Production will start in April or May as the first of a new trilogy. This film will most likely be released in 3D.

*Spy Kids 4*: Robert Rodriguez is writing the script,and he will direct the project in 3D. This will be made in partnership with Disney and will start shooting in March.

Sequels are also planned for *Hellraiser* and *Scanners* in 3D.

http://www.variety.com/article/VR1118009176.html?categoryid=13&cs=1


----------



## Stewart Vernon (Jan 7, 2005)

Hmmm... Is Halloween III going to be a remake of the original Halloween III? Or a sequel in the Rob Zombie remake line?


----------



## Steve615 (Feb 5, 2006)

IMO,since the original (aka *Season of the Witch*) was not involved in the Michael Myers storyline,I would imagine that a Rob Zombie remake would turn out to be a much more profitable venture for Dimension Stewart.



Stewart Vernon said:


> Hmmm... Is Halloween III going to be a remake of the original Halloween III? Or a sequel in the Rob Zombie remake line?


----------



## Stewart Vernon (Jan 7, 2005)

That's what I would think too... but as I haven't seen Halloween II (the new one) yet, I wasn't sure how he left it at the end.


----------



## Christopher Gould (Jan 14, 2007)

just watch the first one last night and i was really supprised it wasn't that bad. like the whole childhood angle.


----------



## Dario33 (Dec 15, 2008)

An American Werewolf in London is a classic, let it be. Things didn't turn out so well for the one _remake_ they already did (An American Werewolf in Paris).


----------



## Stewart Vernon (Jan 7, 2005)

Christopher Gould said:


> just watch the first one last night and i was really supprised it wasn't that bad. like the whole childhood angle.


Many purists thought the remake was horrible. To be honest, if it weren't for the childhood angle Zombie through into the remake, the bulk of the movie felt a lot like the original to me. Also, Malcolm McDowell is about the only guy I could think of that I liked in the role as much as Donald Pleasance.

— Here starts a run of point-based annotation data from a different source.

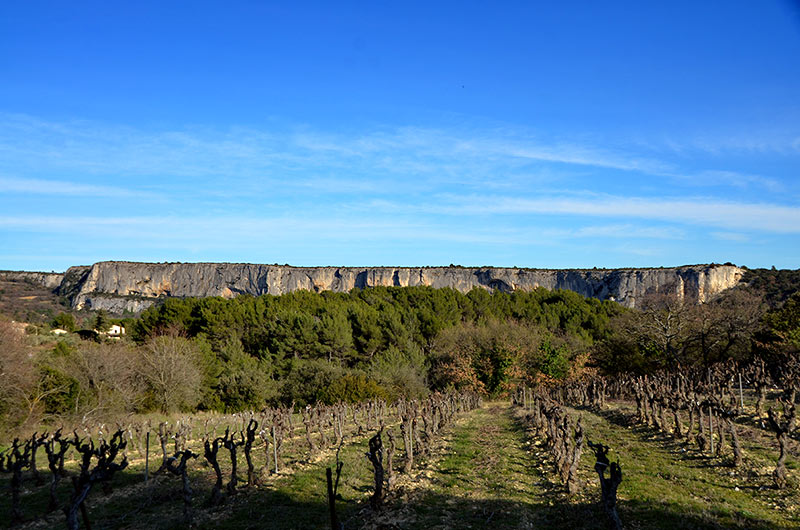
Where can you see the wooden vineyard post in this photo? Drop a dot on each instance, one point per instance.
(375, 456)
(275, 448)
(608, 485)
(147, 457)
(335, 524)
(711, 428)
(741, 393)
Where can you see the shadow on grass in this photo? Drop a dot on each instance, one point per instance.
(434, 511)
(159, 505)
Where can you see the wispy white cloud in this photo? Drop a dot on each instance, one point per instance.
(292, 156)
(59, 187)
(697, 211)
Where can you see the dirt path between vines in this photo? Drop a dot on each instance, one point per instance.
(483, 476)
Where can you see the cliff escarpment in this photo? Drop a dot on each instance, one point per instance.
(126, 286)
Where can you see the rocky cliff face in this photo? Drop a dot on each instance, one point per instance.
(50, 280)
(120, 286)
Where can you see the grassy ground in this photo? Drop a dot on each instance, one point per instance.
(485, 471)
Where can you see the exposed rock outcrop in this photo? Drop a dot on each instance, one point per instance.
(50, 280)
(126, 286)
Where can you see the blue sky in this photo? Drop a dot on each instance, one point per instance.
(558, 134)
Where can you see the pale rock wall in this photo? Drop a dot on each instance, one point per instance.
(50, 280)
(126, 286)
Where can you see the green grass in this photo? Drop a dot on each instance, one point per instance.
(485, 471)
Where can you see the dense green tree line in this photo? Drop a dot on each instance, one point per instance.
(247, 352)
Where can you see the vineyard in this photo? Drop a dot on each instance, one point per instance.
(407, 408)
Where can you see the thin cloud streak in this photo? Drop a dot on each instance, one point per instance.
(731, 215)
(292, 157)
(58, 187)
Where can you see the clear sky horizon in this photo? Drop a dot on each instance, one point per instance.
(530, 134)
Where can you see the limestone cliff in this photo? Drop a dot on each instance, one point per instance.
(50, 280)
(119, 286)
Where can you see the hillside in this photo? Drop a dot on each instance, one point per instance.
(120, 287)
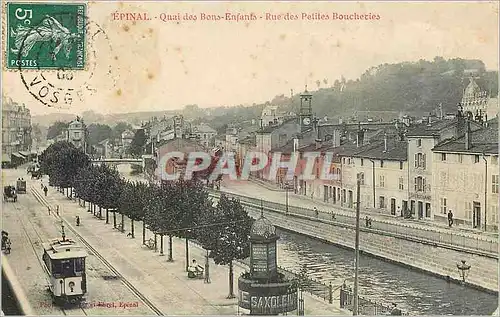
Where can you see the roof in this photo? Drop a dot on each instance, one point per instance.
(203, 128)
(58, 249)
(484, 140)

Meanwhile... I never saw the original Children of the Corn... nor any of the seems-like-dozen sequels.

I didn't care for American Werewolf in London at all, and I like werewolves.


----------



## Steve615 (Feb 5, 2006)

Not to get too far OT for this thread,but have you seen the trailer for Universal's *The Wolfman* remake yet Stewart?

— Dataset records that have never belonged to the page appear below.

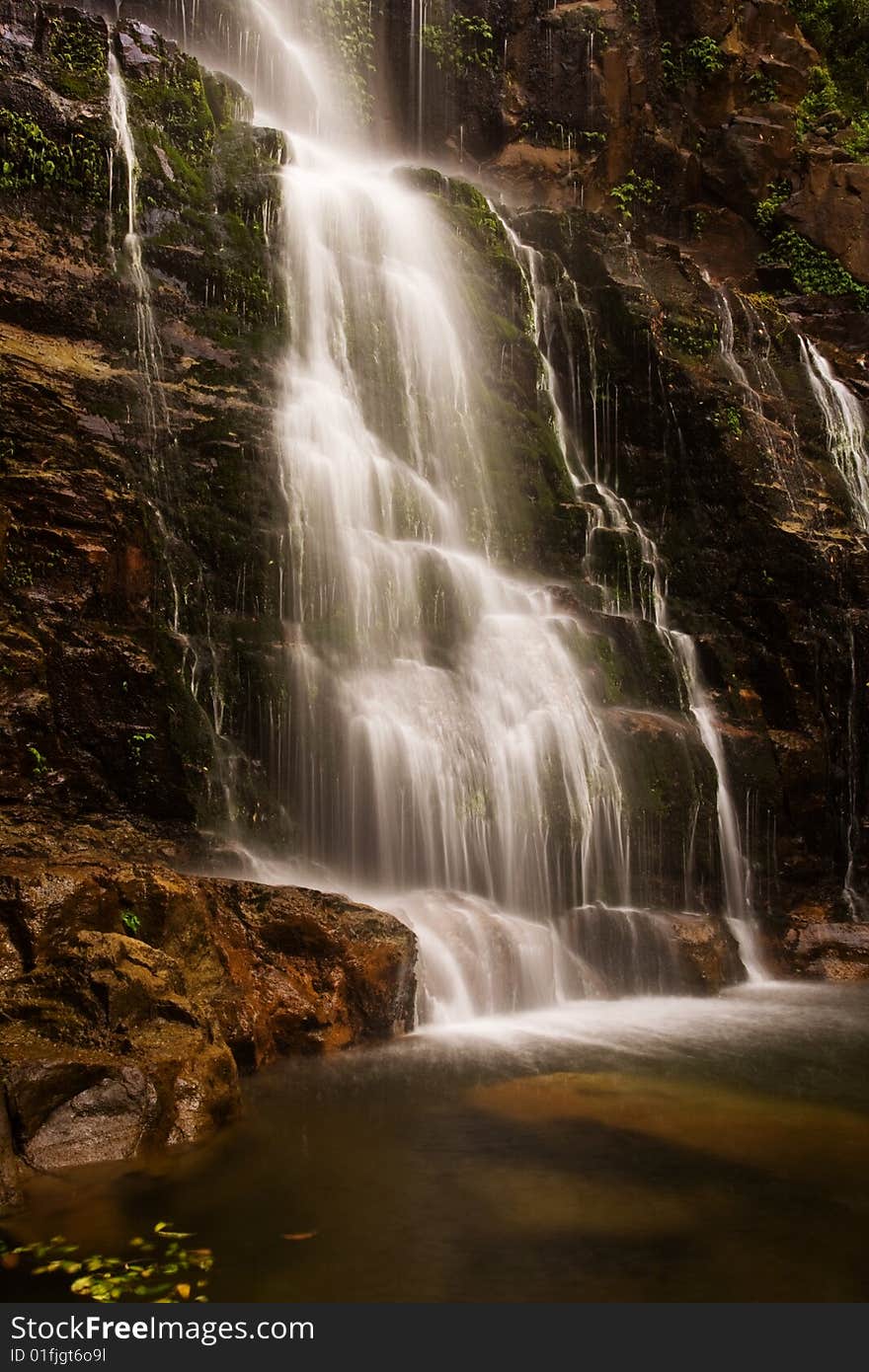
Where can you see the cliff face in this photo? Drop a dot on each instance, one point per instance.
(653, 155)
(702, 171)
(137, 523)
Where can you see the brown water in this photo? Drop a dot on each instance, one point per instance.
(643, 1150)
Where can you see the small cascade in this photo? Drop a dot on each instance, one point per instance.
(630, 953)
(616, 516)
(148, 348)
(780, 442)
(844, 425)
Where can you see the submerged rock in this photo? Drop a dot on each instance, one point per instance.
(113, 1044)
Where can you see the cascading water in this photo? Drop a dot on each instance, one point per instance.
(611, 512)
(148, 345)
(438, 737)
(199, 649)
(844, 425)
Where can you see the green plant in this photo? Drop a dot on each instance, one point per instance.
(460, 44)
(349, 25)
(839, 29)
(767, 208)
(762, 88)
(695, 338)
(634, 190)
(813, 269)
(699, 60)
(130, 921)
(137, 745)
(820, 105)
(731, 420)
(29, 158)
(40, 762)
(159, 1268)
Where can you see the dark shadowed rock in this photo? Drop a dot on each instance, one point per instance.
(115, 1044)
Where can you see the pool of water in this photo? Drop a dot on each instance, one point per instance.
(628, 1150)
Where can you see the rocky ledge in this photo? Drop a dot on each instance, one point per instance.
(130, 996)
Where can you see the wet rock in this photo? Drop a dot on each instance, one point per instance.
(832, 207)
(10, 1191)
(105, 1054)
(830, 951)
(264, 970)
(707, 951)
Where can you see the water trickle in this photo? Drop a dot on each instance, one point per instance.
(436, 738)
(844, 424)
(148, 350)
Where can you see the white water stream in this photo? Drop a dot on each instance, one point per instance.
(438, 737)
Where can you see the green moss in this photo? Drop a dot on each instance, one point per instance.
(729, 420)
(695, 338)
(633, 191)
(77, 56)
(176, 108)
(697, 62)
(840, 31)
(815, 270)
(351, 28)
(769, 206)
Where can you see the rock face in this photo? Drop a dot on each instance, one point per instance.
(653, 151)
(113, 1044)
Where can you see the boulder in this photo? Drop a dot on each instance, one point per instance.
(9, 1164)
(830, 951)
(129, 995)
(830, 208)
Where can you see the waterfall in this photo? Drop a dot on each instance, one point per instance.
(147, 340)
(614, 513)
(844, 425)
(438, 732)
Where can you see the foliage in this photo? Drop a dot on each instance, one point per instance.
(137, 744)
(767, 208)
(695, 338)
(731, 420)
(634, 190)
(130, 921)
(857, 143)
(461, 44)
(820, 105)
(77, 56)
(159, 1268)
(178, 110)
(31, 159)
(813, 269)
(840, 31)
(762, 88)
(697, 62)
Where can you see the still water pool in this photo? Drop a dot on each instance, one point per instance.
(625, 1150)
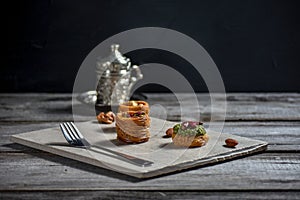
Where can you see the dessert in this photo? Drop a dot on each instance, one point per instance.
(189, 134)
(133, 122)
(134, 106)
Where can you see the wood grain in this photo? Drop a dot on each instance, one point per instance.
(176, 195)
(43, 171)
(273, 117)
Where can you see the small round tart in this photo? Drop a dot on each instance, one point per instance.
(189, 134)
(134, 106)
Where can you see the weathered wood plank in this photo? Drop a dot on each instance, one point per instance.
(281, 136)
(269, 171)
(121, 195)
(248, 107)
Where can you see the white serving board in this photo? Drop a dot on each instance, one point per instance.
(166, 157)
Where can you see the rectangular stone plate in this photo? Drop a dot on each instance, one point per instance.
(166, 157)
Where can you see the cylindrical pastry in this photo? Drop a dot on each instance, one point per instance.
(134, 106)
(133, 126)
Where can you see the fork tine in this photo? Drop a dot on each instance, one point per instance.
(69, 132)
(76, 129)
(66, 134)
(75, 134)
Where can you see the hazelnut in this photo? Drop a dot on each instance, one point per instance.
(107, 118)
(231, 142)
(169, 132)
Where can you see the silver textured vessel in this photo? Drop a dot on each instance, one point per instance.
(115, 77)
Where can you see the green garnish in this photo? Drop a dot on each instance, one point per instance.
(196, 130)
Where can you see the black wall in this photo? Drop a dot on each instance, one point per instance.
(255, 43)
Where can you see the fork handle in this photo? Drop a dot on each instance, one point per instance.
(134, 160)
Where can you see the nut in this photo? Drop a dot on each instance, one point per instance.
(107, 118)
(231, 142)
(169, 132)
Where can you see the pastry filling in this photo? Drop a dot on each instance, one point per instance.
(138, 114)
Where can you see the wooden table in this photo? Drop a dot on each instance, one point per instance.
(27, 173)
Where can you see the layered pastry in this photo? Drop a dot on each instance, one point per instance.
(189, 134)
(134, 106)
(133, 126)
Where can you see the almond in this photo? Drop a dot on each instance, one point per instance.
(231, 142)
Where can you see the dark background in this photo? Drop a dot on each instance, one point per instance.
(255, 43)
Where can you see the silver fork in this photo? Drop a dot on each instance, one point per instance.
(75, 138)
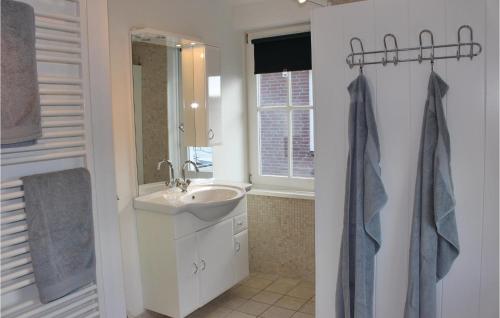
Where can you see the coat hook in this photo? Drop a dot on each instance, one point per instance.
(420, 56)
(395, 59)
(362, 59)
(471, 43)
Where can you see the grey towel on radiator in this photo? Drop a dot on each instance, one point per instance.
(60, 231)
(20, 102)
(434, 237)
(364, 197)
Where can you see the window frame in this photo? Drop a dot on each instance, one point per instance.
(269, 181)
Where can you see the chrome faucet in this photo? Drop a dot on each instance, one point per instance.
(184, 183)
(170, 181)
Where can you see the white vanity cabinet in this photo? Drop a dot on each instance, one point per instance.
(187, 262)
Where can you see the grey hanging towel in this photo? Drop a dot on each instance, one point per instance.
(60, 230)
(434, 237)
(20, 104)
(364, 198)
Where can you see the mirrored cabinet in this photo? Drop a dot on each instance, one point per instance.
(177, 103)
(201, 96)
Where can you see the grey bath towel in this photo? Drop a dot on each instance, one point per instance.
(364, 197)
(60, 230)
(20, 102)
(434, 237)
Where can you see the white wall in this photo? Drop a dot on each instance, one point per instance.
(265, 14)
(210, 21)
(471, 287)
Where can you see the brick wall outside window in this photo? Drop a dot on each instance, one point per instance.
(274, 124)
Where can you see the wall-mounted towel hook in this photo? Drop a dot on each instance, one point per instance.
(395, 59)
(420, 56)
(471, 42)
(362, 59)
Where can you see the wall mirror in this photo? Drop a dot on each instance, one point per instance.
(177, 103)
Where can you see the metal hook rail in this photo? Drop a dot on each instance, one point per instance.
(474, 49)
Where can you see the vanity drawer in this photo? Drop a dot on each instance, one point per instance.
(240, 223)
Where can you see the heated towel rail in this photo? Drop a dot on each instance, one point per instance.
(63, 82)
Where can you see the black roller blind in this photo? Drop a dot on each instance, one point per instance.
(291, 52)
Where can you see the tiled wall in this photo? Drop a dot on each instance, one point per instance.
(153, 59)
(281, 236)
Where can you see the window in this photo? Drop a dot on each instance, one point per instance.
(281, 124)
(202, 156)
(285, 112)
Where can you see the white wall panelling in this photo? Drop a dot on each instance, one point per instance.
(399, 93)
(66, 142)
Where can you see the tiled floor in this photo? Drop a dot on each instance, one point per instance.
(260, 295)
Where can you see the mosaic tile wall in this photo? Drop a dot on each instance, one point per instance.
(281, 236)
(153, 59)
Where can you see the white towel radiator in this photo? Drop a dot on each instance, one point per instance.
(61, 44)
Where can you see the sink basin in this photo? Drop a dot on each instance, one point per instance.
(211, 202)
(206, 202)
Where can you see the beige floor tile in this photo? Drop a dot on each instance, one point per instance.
(257, 282)
(232, 301)
(291, 303)
(306, 284)
(271, 277)
(304, 292)
(209, 312)
(282, 285)
(237, 314)
(308, 308)
(244, 292)
(253, 308)
(151, 314)
(302, 315)
(267, 297)
(277, 312)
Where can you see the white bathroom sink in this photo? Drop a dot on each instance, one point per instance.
(206, 202)
(211, 202)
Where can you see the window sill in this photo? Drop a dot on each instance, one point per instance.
(282, 193)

http://www.thewolfmanmovie.com/



Stewart Vernon said:


> Many purists thought the remake was horrible. To be honest, if it weren't for the childhood angle Zombie through into the remake, the bulk of the movie felt a lot like the original to me. Also, Malcolm McDowell is about the only guy I could think of that I liked in the role as much as Donald Pleasance.
> 
> Meanwhile... I never saw the original Children of the Corn... nor any of the seems-like-dozen sequels.
> 
> *I didn't care for American Werewolf in London at all, and I like werewolves*.


----------



## Stewart Vernon (Jan 7, 2005)

Steve615 said:


> Not to get too far OT for this thread,but have you seen the trailer for Universal's *The Wolfman* remake yet Stewart?
> 
> http://www.thewolfmanmovie.com/


Yeah, and it looks like it could be really good. I like the old Lon Chaney Wolfman movies... and though it has been a while, it looks to me like they might have merged a couple of themes from more than one of the original Universal Wolfman features.

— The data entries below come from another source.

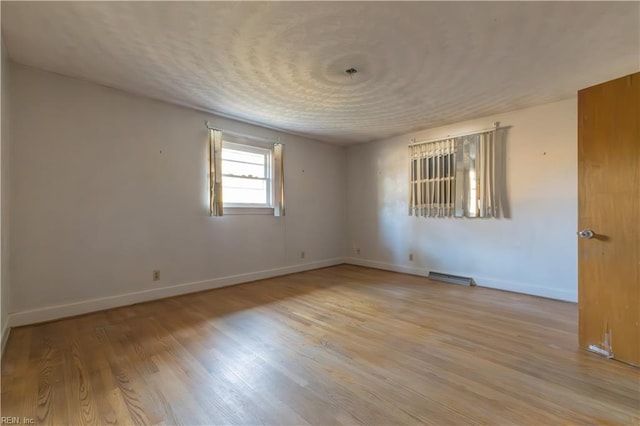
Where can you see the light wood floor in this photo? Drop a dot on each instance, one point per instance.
(341, 345)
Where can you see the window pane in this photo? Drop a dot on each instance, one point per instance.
(244, 191)
(243, 169)
(243, 156)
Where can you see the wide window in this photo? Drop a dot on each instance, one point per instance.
(246, 175)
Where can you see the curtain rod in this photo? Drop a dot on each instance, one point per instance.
(242, 135)
(496, 126)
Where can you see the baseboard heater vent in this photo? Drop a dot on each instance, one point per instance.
(448, 278)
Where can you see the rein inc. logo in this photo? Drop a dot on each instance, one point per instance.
(17, 421)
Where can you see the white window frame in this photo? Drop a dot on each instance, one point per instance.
(256, 148)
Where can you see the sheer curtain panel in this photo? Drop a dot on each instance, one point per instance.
(455, 177)
(215, 173)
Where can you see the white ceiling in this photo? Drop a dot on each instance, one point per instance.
(420, 64)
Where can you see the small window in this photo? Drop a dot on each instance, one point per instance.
(247, 182)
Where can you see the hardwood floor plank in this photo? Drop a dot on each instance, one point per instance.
(340, 345)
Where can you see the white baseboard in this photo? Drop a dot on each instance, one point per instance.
(5, 337)
(516, 287)
(49, 313)
(386, 266)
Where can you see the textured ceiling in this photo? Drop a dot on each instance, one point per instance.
(420, 64)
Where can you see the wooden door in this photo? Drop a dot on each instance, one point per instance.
(609, 205)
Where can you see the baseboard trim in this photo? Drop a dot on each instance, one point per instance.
(50, 313)
(516, 287)
(5, 337)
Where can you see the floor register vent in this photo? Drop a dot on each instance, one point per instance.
(448, 278)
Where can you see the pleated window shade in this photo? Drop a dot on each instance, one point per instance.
(454, 177)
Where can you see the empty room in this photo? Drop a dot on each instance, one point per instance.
(320, 213)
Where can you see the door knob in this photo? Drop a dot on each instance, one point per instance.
(586, 233)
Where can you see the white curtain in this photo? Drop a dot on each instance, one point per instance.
(215, 173)
(454, 177)
(278, 176)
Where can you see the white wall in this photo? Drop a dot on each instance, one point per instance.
(4, 200)
(107, 186)
(533, 251)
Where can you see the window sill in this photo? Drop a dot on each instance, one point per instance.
(231, 211)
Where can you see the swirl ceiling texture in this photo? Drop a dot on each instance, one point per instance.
(283, 65)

If they keep the gore-quotient down, it looks like it could be a modern classic of the old-style of tension/suspense thriller.


----------



## coolman302003 (Jun 2, 2008)

Scream 4 is hitting theaters April 15, 2011, original cast, directed by Wes Craven (who directed Scream 1,2,3), written by Kevin Williamson (who wrote Scream 1 & 2). 

Official movie website: http://www.scream-4.com/

IMDb Info on film:http://www.imdb.com/title/tt1262416/


----------



## MysteryMan (May 17, 2010)

:zzz: Just more Hollywood franchising. :zzz:


----------



## TheRatPatrol (Oct 1, 2003)

MysteryMan said:


> :zzz: Just more Hollywood franchising. :zzz:


Yeah sounds like Hollywood is running out of new things to do.


----------



## AttiTech (Feb 21, 2011)

Steve615 said:


> IMO,since the original (aka *Season of the Witch*) was not involved in the Michael Myers storyline,I would imagine that a Rob Zombie remake would turn out to be a much more profitable venture for Dimension Stewart.


Personally I wish they would stop making them all together. When your name is that of a famous person from a movie, you get irritated after 21 years of "HAHA Michael Myers?" *insert terribly reinactment from a scene with theme music*


----------



## Stuart Sweet (Jun 19, 2006)

golly, more movies for me to skip.


----------